The next morning, Camellia was surprised how refreshed she felt. Along with the tea, Maria had given her sandwiches and cake and fruit and had helped her find her night-dress and had supplied her with a warm towel and a tooth mug. Then she'd come back with a hot water bottle. She'd even turned off the bedside light. When Hugh peeped in, half an hour later, Camellia was already asleep. Without Maria, she wouldn't have slept at all.
“Don’t you ever go home?” Camellia asked brightly, looking at her now over her reading spectacles. It was eight o'clock, the sun was shining through a crack in the curtains and she was sitting up in bed with a 'Who Dunnit' and feeling happier and more rested than she remembered feeling in years. Maria put a cup of tea on the little table beside her.
“I’ve been at home most of the night,” she said, smiling.
"I'm usually up too by now," said Camellia, feeling guilty because Maria was working and she wasn't.
"We've got animals." She knew the maid was busy and didn't want to stop but she was keen to let her know she wasn't lazy. It was awkward, sitting up in bed like this while someone else brought things. "Cows and sheep - and we used to have hens. Then there's wood to be chopped and scones to be baked."
"Breakfast is at nine," said Maria, beginning to move towards her trolley.
"Oh," said Camellia. "Have you seen my husband?"
"He was here last night. He sat with you for a bit, then I suggested he got an early night himself. You were both tired after your journey."
"We were," said Camellia, feeling she'd missed out on something. "Will I be seeing more of you, through the day?"
"Oh yes! Lots. I start with tea and end with cocoa."
"Twelve hours," said Maria, grimacing. "Cocoa's at seven, then I go."
“I’m sorry.” When she apologised, she wrinkled her nose. “But I need to get round everyone before the night staff come in. They wash up the mugs for me, then they doze in front of the telly most of the night. They've nearly all got day-jobs . . . they’re only here for emergencies - or a fire. So . . . ”

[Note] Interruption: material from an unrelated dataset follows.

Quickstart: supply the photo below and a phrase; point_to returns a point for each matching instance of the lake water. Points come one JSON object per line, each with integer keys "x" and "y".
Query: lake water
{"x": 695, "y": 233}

Maria moved further towards the door.
“Well!” said Camellia, in a huff, not sure whether she was more cross that she'd have to drink her cocoa at seven or that the night-staff spent their time watching television.
Maria looked at her thoughtfully.
"They don’t get paid enough you know."
"I'll get a kettle," said Camellia. "That way, they can watch television without worrying about us and Hugh and I will make tea for ourselves when we want it. I'm not going to bed at seven."

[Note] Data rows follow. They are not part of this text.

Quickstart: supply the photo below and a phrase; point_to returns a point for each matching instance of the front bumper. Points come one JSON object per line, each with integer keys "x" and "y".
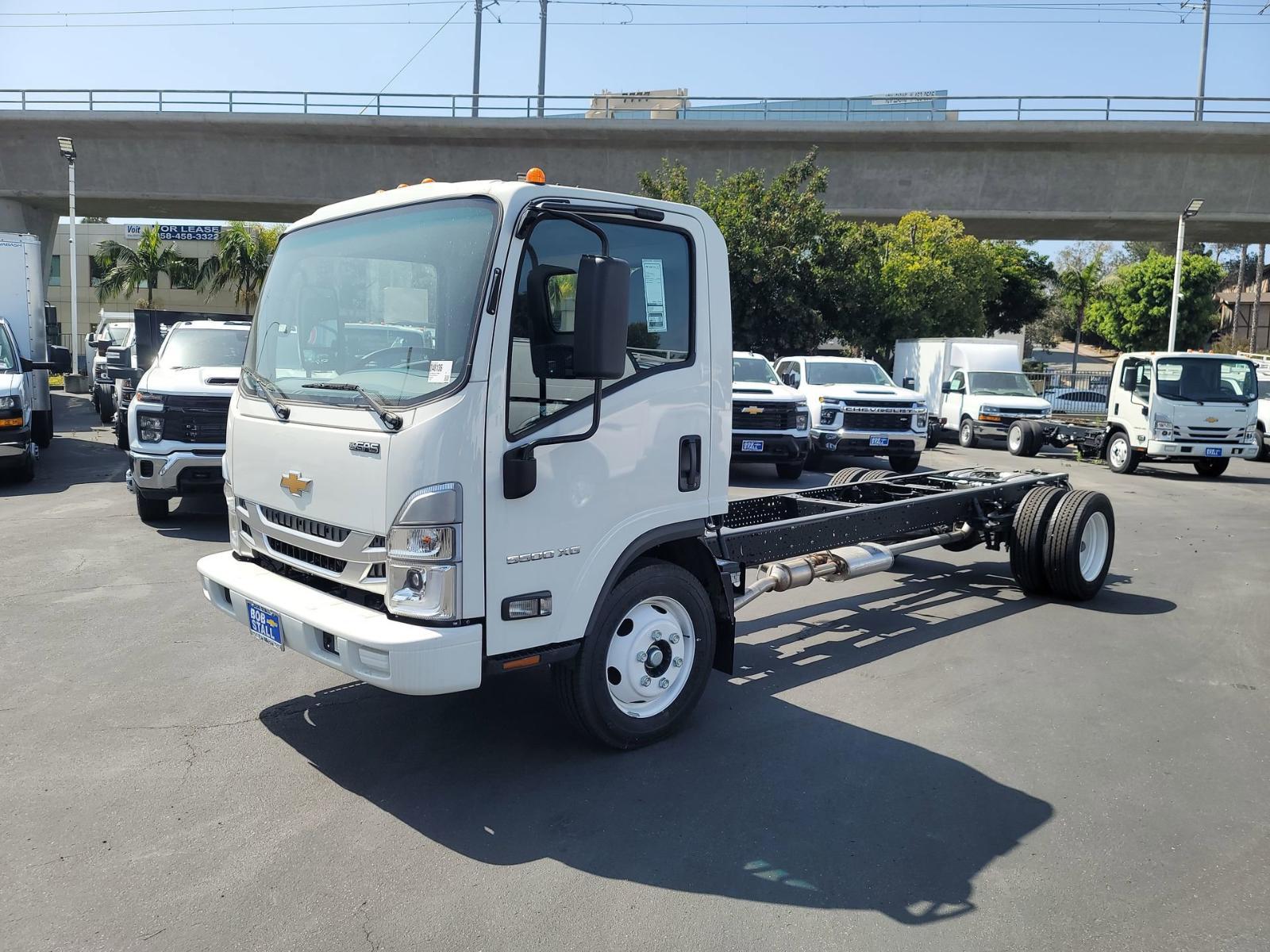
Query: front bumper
{"x": 778, "y": 448}
{"x": 856, "y": 443}
{"x": 175, "y": 474}
{"x": 371, "y": 647}
{"x": 1184, "y": 450}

Maria leant on the trolley and shook her head.
“You might scald yourself.”
“Well!” Camellia exclaimed crossly. But she knew it wasn't Maria's fault and she didn't want to say anything too angry or hurtful. "I told Mrs Bendicks I was Lady Hamilton.”
"Did you?" Maria nodded. "I expect that'll do. See you later." She shut the door and set off down the corridor with the trolley, tea cups clinking against saucers. Camellia heard cheerful 'Good Morning!'s and fragments of indistinct conversation as the bedroom doors opened and Maria went in to visit each resident in turn.